Rom - Der irakische Vizeregierungschef Tarik Asis hat die europäischen Länder vor einer Teilnahme an einem Krieg gegen den Irak gewarnt. Das würden die arabischen Länder als einen Kreuzzug ansehen, sagte Asis bei einer Pressekonferenz in Rom.

Zuvor hatte Asis Papst Johannes Paul II. und den italienischen Aussenminister Franco Frattini getroffen. Die Europäer sollten sehr vorsichtig sein, George Bush zu unterstützen, sagte Asis. Die USA wollten als imperialistische Macht die Herrschaft über den Irak und die Region übernehmen, fügte er hinzu.

Wir sind zu noch mehr Zusammenarbeit bereit. Wir werden alles Mögliche tun, um zu beweisen, dass wir keine Massenvernichtungswaffen haben, kündigte Asis an.

Zuvor hatte Asis Papst Johannes Paul II. die Zusammenarbeit mit den Vereinten Nationen (UNO) in der Abrüstungsfrage zugesagt.
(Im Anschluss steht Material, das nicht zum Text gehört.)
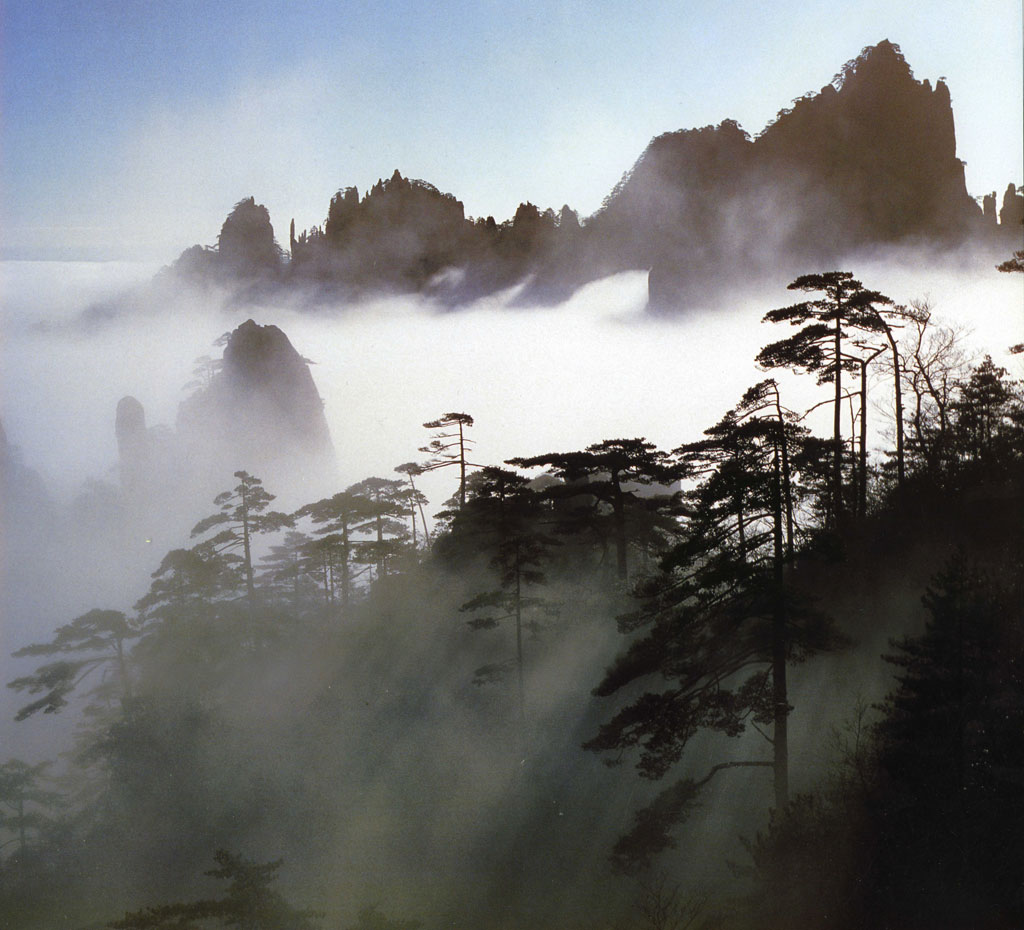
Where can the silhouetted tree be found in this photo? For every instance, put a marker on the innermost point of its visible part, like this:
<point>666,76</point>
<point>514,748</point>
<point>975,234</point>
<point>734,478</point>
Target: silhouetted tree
<point>820,345</point>
<point>720,622</point>
<point>243,514</point>
<point>502,521</point>
<point>387,502</point>
<point>450,446</point>
<point>95,640</point>
<point>25,805</point>
<point>951,757</point>
<point>412,470</point>
<point>339,518</point>
<point>607,472</point>
<point>249,902</point>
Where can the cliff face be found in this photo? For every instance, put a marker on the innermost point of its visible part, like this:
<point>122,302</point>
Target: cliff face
<point>881,152</point>
<point>868,161</point>
<point>261,412</point>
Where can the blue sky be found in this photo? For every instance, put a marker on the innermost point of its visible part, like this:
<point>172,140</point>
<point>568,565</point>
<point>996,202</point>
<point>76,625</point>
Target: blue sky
<point>128,129</point>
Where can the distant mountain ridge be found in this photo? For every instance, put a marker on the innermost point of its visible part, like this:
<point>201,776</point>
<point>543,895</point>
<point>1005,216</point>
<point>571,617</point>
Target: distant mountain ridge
<point>868,161</point>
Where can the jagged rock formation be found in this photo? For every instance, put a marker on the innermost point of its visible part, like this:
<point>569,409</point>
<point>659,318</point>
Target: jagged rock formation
<point>133,446</point>
<point>868,161</point>
<point>260,412</point>
<point>246,251</point>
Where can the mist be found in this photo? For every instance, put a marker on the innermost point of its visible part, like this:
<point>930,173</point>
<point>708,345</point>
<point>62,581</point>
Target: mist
<point>381,773</point>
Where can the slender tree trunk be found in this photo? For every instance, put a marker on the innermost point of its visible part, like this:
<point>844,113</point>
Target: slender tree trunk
<point>786,482</point>
<point>345,582</point>
<point>518,639</point>
<point>247,551</point>
<point>837,481</point>
<point>780,701</point>
<point>862,475</point>
<point>898,392</point>
<point>462,469</point>
<point>619,505</point>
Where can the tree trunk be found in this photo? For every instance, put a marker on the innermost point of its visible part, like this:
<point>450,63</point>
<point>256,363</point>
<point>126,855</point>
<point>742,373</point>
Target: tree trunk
<point>837,481</point>
<point>619,506</point>
<point>780,702</point>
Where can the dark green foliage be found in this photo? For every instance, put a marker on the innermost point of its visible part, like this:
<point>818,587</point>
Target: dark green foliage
<point>823,345</point>
<point>600,488</point>
<point>450,446</point>
<point>95,639</point>
<point>951,757</point>
<point>249,903</point>
<point>243,514</point>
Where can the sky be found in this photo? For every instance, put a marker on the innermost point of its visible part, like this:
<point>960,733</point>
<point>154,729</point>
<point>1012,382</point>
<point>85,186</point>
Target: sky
<point>129,128</point>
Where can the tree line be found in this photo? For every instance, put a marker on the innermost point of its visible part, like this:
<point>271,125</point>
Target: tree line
<point>700,555</point>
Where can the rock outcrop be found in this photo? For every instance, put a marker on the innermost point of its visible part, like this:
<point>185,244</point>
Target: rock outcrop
<point>869,161</point>
<point>260,412</point>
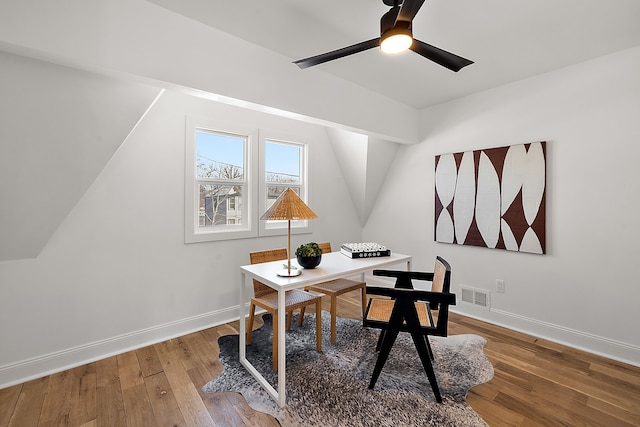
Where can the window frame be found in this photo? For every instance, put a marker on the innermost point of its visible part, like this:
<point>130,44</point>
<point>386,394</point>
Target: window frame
<point>279,228</point>
<point>192,232</point>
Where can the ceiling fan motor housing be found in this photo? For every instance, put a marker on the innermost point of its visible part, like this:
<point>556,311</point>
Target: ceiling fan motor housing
<point>388,21</point>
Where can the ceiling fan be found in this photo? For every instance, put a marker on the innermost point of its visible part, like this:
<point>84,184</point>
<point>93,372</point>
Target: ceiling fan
<point>395,37</point>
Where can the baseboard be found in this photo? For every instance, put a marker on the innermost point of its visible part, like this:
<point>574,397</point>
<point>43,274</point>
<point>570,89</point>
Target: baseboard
<point>37,367</point>
<point>602,346</point>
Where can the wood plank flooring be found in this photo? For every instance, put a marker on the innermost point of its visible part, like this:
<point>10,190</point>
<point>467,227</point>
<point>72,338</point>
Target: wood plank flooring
<point>536,383</point>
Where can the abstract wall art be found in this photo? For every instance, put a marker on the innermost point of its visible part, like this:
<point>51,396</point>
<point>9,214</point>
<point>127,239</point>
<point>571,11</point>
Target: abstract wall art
<point>493,198</point>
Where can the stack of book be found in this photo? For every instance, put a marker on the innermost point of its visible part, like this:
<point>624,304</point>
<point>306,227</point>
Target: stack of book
<point>364,250</point>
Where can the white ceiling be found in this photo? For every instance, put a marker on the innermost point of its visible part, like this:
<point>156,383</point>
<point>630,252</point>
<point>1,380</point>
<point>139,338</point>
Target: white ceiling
<point>509,40</point>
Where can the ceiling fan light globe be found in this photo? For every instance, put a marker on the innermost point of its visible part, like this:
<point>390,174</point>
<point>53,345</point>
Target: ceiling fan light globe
<point>396,40</point>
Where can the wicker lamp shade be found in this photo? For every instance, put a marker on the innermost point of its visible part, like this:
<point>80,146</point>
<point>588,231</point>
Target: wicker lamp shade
<point>288,206</point>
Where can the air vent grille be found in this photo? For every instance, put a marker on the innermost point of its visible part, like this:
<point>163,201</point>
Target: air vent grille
<point>474,296</point>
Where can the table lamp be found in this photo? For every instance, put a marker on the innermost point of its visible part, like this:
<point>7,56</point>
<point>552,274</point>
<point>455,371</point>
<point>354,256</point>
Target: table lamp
<point>287,207</point>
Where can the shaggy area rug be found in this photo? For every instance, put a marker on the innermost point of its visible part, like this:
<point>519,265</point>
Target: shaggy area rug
<point>330,388</point>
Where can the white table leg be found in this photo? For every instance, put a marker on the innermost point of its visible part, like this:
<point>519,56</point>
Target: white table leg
<point>278,397</point>
<point>281,348</point>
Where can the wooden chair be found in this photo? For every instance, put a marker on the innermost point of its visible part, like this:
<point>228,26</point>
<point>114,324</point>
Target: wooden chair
<point>267,299</point>
<point>335,288</point>
<point>411,310</point>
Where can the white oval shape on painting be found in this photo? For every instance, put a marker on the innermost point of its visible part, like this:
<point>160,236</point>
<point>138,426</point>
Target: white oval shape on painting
<point>446,176</point>
<point>530,243</point>
<point>488,202</point>
<point>509,239</point>
<point>464,202</point>
<point>444,227</point>
<point>533,183</point>
<point>512,175</point>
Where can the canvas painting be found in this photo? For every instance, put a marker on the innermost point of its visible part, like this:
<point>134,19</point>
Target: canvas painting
<point>493,198</point>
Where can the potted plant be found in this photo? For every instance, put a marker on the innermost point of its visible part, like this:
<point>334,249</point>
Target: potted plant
<point>309,255</point>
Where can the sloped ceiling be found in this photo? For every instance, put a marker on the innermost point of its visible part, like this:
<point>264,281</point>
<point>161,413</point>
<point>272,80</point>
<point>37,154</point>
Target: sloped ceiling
<point>364,162</point>
<point>58,129</point>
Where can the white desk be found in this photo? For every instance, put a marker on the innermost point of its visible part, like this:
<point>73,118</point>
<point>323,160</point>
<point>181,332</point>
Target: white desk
<point>333,266</point>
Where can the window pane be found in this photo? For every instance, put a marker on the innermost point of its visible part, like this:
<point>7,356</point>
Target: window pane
<point>220,205</point>
<point>282,162</point>
<point>274,191</point>
<point>220,156</point>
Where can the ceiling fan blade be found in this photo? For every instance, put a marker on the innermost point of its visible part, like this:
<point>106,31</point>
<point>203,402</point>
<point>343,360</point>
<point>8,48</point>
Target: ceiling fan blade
<point>409,9</point>
<point>335,54</point>
<point>439,56</point>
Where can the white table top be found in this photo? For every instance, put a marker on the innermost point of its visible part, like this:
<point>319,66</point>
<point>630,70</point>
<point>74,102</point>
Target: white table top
<point>333,265</point>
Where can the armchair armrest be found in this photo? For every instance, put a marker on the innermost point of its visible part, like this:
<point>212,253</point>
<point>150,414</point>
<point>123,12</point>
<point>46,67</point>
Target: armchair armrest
<point>403,278</point>
<point>445,298</point>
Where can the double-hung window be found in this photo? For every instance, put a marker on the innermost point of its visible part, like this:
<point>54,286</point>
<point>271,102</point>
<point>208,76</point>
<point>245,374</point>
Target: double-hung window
<point>284,165</point>
<point>232,177</point>
<point>218,182</point>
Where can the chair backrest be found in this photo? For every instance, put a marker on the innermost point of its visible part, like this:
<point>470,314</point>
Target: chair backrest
<point>441,276</point>
<point>441,283</point>
<point>325,246</point>
<point>258,257</point>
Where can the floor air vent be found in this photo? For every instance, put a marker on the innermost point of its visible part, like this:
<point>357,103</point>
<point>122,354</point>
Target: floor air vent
<point>475,296</point>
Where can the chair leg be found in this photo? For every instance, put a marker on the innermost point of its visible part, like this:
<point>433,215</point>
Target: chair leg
<point>380,339</point>
<point>334,307</point>
<point>289,319</point>
<point>389,338</point>
<point>252,310</point>
<point>319,325</point>
<point>426,340</point>
<point>419,341</point>
<point>274,342</point>
<point>301,318</point>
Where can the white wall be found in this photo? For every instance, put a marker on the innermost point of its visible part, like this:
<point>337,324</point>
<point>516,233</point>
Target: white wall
<point>138,38</point>
<point>117,274</point>
<point>584,291</point>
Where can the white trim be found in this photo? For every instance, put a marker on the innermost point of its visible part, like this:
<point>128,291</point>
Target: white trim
<point>601,346</point>
<point>47,364</point>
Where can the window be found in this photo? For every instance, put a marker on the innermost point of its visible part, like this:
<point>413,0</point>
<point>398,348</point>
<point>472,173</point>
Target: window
<point>284,165</point>
<point>228,185</point>
<point>218,182</point>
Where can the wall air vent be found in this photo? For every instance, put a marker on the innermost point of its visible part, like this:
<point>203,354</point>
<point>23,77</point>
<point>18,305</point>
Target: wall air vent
<point>475,296</point>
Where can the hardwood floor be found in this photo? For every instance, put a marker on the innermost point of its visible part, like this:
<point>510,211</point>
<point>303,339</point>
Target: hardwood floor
<point>536,383</point>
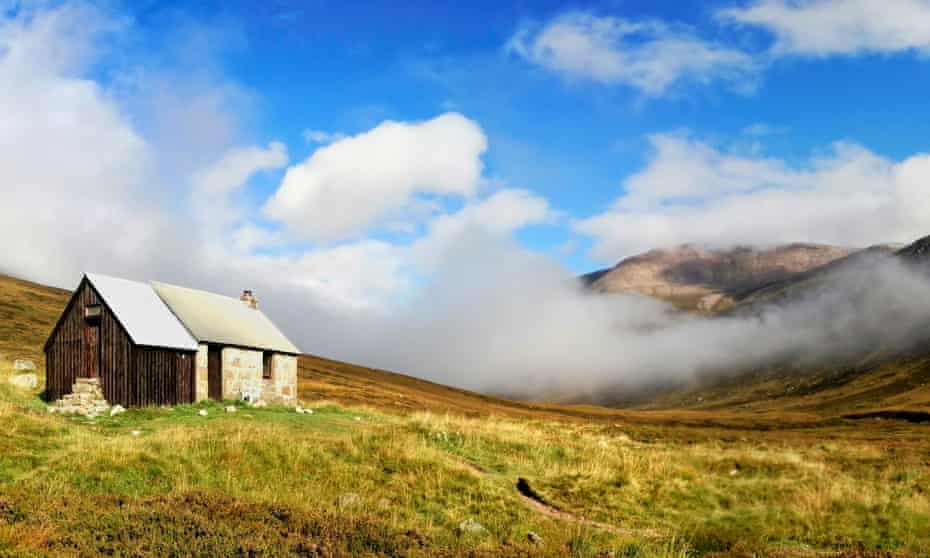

Bei einer rund 30-minütigen Privataudienz Asis´ forderte der Papst von Irak die wortgetreue Einhaltung der Abrüstungsauflagen der UNO-Resolution.

Papst Johannes Paul II. hat wiederholt ungewohnt scharfe Kritik an einem Krieg in Irak geübt und zu einer friedlichen Lösung des Konflikts aufgerufen. Asis, der der christlichen Minderheit in seinem Land angehört, hatte um eine Audienz beim Papst gebeten.

Inzwischen hat der irakische Präsident Saddam Hussein die Herstellung von und den Handel mit Massenvernichtungswaffen per Dekret verboten. Einzelpersonen und Unternehmen im privaten und halbstaatlichen Sektor ist es untersagt, chemische, biologische und atomare Waffen einzuführen und zu produzieren, heisst es in dem Erlass des Präsidenten. Saddam Hussein bekräftigte überdies, sein Land sei frei von Massenvernichtungswaffen.